The dove of the Holy Spirit hovers above in a radiant cloud.
Two angels incense the altar from the front, while others at the side hold instruments of the Passion: the Cross, Pillar, Nails, Lance, Crown of Thorns, by which the sacrifical victory was won.
A fountain, representing the Water of Life flowing from the Lamb, is pictured in the bottom center.
Four groups of saints surround the altar, facing the Lamb in adoration:
- Bishops, Cardinals, and Confessors [in the upper left] in blue robes, miters and galeros, holding crosiers and palm branches.
- Virgins and Virgin/Martyrs [ in the upper right], wearing fine robes and cloaks, holding palm branches.
- In the left foreground are seen Old Testament figures and secular non-believers, including Virgil wearing a crown of laurel.
- The right foreground shows the Aposltes, dressed as bishops.
Thomas Hoving, in his Greatest Works of Art of Western Civilization, commented:
The painting is renowned for how every detail is brilliantly rendered.
The realism of this work is literally breathtaking and there is simply no other work in existence that can come near to the intense concentration of the utter reality of everything in the picture, but especially of the details.
Everything seems to have been (and perhaps was) painted with a single-hair brush.
To the left of this central panorama are two smaller panels, one showing the Just Judges; the other, Crusaders on horseback.
The first panel and the panel of Saint John the Baptist were stolen in 1934.
The latter was returned by the thief, but the former (the Just Judges) is still missing; it has been replaced by a replica by Belgian art restorer Jef Van der Veken.
To the right are panels showing Hermits (including Saint Mary Magdalene) and Pilgrims (including Saint Christopher).
When closed, the back sides of the panels have three tiers.
The upper tier show in Romanesque arches, the prophets Zachary and Micah to the outside, and the Sibyls (prophetesses) from Erythraea and Cumae in the center, representing Asia and Europe, respectively.

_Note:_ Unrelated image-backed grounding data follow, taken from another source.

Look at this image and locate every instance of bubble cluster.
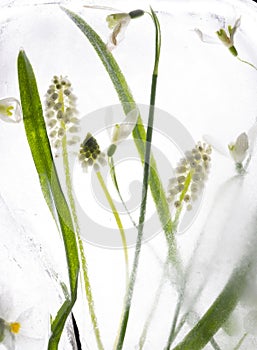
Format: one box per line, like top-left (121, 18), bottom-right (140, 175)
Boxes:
top-left (79, 133), bottom-right (107, 172)
top-left (167, 142), bottom-right (212, 211)
top-left (44, 76), bottom-right (80, 154)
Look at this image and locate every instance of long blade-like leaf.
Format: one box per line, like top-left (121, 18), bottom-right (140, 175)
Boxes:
top-left (61, 7), bottom-right (179, 263)
top-left (18, 50), bottom-right (79, 350)
top-left (172, 255), bottom-right (253, 350)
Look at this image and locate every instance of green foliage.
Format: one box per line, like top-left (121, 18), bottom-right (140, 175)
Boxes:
top-left (17, 50), bottom-right (79, 350)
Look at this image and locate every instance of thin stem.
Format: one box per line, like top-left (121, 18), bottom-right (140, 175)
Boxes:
top-left (96, 170), bottom-right (129, 285)
top-left (139, 170), bottom-right (192, 349)
top-left (108, 156), bottom-right (137, 229)
top-left (165, 294), bottom-right (184, 349)
top-left (115, 8), bottom-right (161, 350)
top-left (210, 338), bottom-right (222, 350)
top-left (233, 333), bottom-right (248, 350)
top-left (237, 56), bottom-right (257, 70)
top-left (61, 135), bottom-right (104, 350)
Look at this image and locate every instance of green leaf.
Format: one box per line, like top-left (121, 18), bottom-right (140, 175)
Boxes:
top-left (17, 50), bottom-right (79, 350)
top-left (61, 7), bottom-right (179, 264)
top-left (172, 256), bottom-right (253, 350)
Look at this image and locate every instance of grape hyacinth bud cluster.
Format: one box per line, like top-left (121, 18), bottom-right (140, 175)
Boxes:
top-left (44, 76), bottom-right (80, 154)
top-left (79, 133), bottom-right (107, 172)
top-left (167, 142), bottom-right (212, 211)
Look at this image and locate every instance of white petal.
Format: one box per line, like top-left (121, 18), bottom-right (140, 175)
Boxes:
top-left (194, 28), bottom-right (220, 44)
top-left (0, 98), bottom-right (22, 123)
top-left (229, 17), bottom-right (241, 43)
top-left (107, 17), bottom-right (131, 51)
top-left (234, 132), bottom-right (249, 156)
top-left (0, 291), bottom-right (14, 321)
top-left (15, 334), bottom-right (45, 350)
top-left (112, 108), bottom-right (138, 143)
top-left (17, 307), bottom-right (48, 339)
top-left (1, 330), bottom-right (15, 350)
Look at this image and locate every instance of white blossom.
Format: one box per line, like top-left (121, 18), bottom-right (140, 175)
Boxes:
top-left (107, 108), bottom-right (139, 157)
top-left (216, 17), bottom-right (241, 55)
top-left (204, 120), bottom-right (257, 174)
top-left (228, 132), bottom-right (249, 164)
top-left (0, 290), bottom-right (48, 350)
top-left (106, 10), bottom-right (144, 51)
top-left (111, 108), bottom-right (138, 144)
top-left (195, 17), bottom-right (241, 57)
top-left (0, 98), bottom-right (22, 123)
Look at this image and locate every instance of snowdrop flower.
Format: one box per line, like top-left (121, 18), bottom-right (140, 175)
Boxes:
top-left (79, 133), bottom-right (106, 172)
top-left (0, 291), bottom-right (47, 350)
top-left (45, 76), bottom-right (80, 155)
top-left (204, 120), bottom-right (257, 174)
top-left (0, 98), bottom-right (22, 123)
top-left (107, 108), bottom-right (139, 157)
top-left (167, 142), bottom-right (212, 212)
top-left (106, 10), bottom-right (144, 50)
top-left (216, 17), bottom-right (241, 56)
top-left (228, 132), bottom-right (248, 164)
top-left (196, 17), bottom-right (257, 69)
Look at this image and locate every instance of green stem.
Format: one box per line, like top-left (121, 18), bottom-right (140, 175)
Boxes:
top-left (237, 56), bottom-right (257, 70)
top-left (139, 169), bottom-right (192, 349)
top-left (210, 338), bottom-right (222, 350)
top-left (115, 9), bottom-right (161, 350)
top-left (108, 156), bottom-right (137, 229)
top-left (233, 333), bottom-right (248, 350)
top-left (96, 170), bottom-right (129, 285)
top-left (61, 135), bottom-right (104, 350)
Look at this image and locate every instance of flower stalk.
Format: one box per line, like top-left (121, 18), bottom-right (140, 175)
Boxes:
top-left (115, 8), bottom-right (161, 350)
top-left (45, 77), bottom-right (104, 350)
top-left (96, 170), bottom-right (129, 284)
top-left (79, 133), bottom-right (129, 286)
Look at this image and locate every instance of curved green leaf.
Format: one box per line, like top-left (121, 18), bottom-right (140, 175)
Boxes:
top-left (17, 50), bottom-right (79, 350)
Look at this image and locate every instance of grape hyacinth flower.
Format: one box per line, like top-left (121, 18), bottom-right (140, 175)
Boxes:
top-left (106, 10), bottom-right (144, 50)
top-left (78, 133), bottom-right (107, 172)
top-left (44, 76), bottom-right (80, 155)
top-left (167, 142), bottom-right (212, 213)
top-left (0, 98), bottom-right (22, 123)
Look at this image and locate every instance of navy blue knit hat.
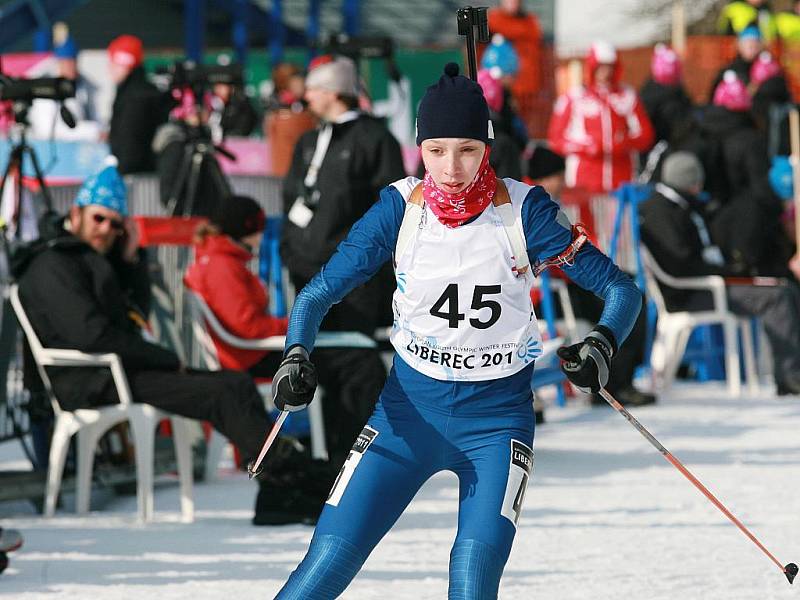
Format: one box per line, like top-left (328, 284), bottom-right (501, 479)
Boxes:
top-left (416, 63), bottom-right (494, 146)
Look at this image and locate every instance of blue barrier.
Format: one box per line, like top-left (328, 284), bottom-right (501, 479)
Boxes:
top-left (259, 216), bottom-right (287, 317)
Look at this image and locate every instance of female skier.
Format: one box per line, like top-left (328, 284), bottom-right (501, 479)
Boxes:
top-left (270, 63), bottom-right (641, 599)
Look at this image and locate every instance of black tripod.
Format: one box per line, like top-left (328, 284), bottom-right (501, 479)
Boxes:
top-left (0, 103), bottom-right (55, 470)
top-left (0, 107), bottom-right (54, 235)
top-left (164, 123), bottom-right (234, 217)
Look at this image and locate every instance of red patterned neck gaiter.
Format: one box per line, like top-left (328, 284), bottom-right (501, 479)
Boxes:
top-left (423, 147), bottom-right (496, 228)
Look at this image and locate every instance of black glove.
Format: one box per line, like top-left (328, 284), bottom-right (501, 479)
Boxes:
top-left (557, 327), bottom-right (615, 393)
top-left (272, 346), bottom-right (317, 412)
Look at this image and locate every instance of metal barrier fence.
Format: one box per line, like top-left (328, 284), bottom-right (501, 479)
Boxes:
top-left (560, 187), bottom-right (639, 274)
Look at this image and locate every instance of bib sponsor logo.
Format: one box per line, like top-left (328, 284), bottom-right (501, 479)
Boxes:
top-left (327, 425), bottom-right (379, 507)
top-left (405, 337), bottom-right (518, 372)
top-left (501, 439), bottom-right (534, 528)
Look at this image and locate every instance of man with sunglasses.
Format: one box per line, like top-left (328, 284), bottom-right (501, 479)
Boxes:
top-left (16, 157), bottom-right (335, 525)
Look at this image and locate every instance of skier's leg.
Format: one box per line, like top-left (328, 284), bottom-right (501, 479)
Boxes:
top-left (447, 409), bottom-right (535, 600)
top-left (275, 397), bottom-right (442, 599)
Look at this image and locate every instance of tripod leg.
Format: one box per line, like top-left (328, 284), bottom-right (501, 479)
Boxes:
top-left (206, 149), bottom-right (232, 199)
top-left (165, 145), bottom-right (195, 216)
top-left (26, 146), bottom-right (54, 212)
top-left (183, 150), bottom-right (205, 217)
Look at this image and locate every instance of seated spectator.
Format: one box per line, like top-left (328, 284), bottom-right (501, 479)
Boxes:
top-left (28, 23), bottom-right (101, 142)
top-left (639, 151), bottom-right (800, 395)
top-left (548, 42), bottom-right (654, 193)
top-left (16, 159), bottom-right (333, 525)
top-left (184, 195), bottom-right (287, 376)
top-left (526, 144), bottom-right (566, 198)
top-left (717, 0), bottom-right (777, 42)
top-left (709, 26), bottom-right (764, 101)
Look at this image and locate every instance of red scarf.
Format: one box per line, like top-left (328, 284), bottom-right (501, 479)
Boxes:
top-left (423, 147), bottom-right (496, 228)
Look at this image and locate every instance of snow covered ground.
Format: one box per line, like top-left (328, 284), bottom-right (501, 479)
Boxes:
top-left (1, 382), bottom-right (799, 599)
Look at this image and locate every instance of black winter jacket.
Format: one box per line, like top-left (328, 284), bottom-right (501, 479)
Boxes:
top-left (281, 113), bottom-right (405, 332)
top-left (17, 225), bottom-right (179, 410)
top-left (109, 67), bottom-right (171, 175)
top-left (638, 187), bottom-right (734, 311)
top-left (695, 105), bottom-right (779, 212)
top-left (281, 114), bottom-right (405, 280)
top-left (639, 78), bottom-right (693, 146)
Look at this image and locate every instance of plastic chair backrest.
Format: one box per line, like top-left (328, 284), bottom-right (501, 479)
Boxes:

The middle tier has two tall, narrow center panels, showing simply some of the architecture of the room, while the larger outer panels depict the Annunciation scene.
The Archangel Gabriel appears to the left, winged and robed in white, holding a lily plant.
The Virgin kneels in the right-most panel, arms crossed over her chest, the Holy Spirit hovering above her as a dove.
Her response to God, via the Archangel, is Ecce ancilla Domini, "Behold the handmaid of the Lord," written backwards as if to be read by God, not by man.
The lower panel is divided into four equal spaces, the inner two showing Saint John the Baptist (holding a lamb) and Saint John the Evangelist (holding a chalice).
The former is the patron of the cathedral of Ghent; the latter is the author of the Book of Revelation, wherein is found the inspiration for the main panel on the reverse, the Adoration of the Lamb.
These two are painted as if statues, standing in gothic-arched niches.
To the outside kneel the donor, Jodocus Vijd, and his wife, Isabel Borluut.
There seems to have been an ornate wooden frame, carved to mimic the painted tracery of the panels.
This was destroyed during the Reformation.
It may have included a gear mechanism for opening and closing the panels and may even have played music.
In World War II, Hitler seized this altarpiece and stored at in Neuchwanstein Castle in Bavaria and later in a salt mine.
An allied group called the Monuments, Fine Arts and Archives Program recovered the painting.
The story is told in the 2014 movie, "The Monuments Men," starring George Clooney, Matt Damon, Bill Murray, John Goodman, and Cate Blanchett.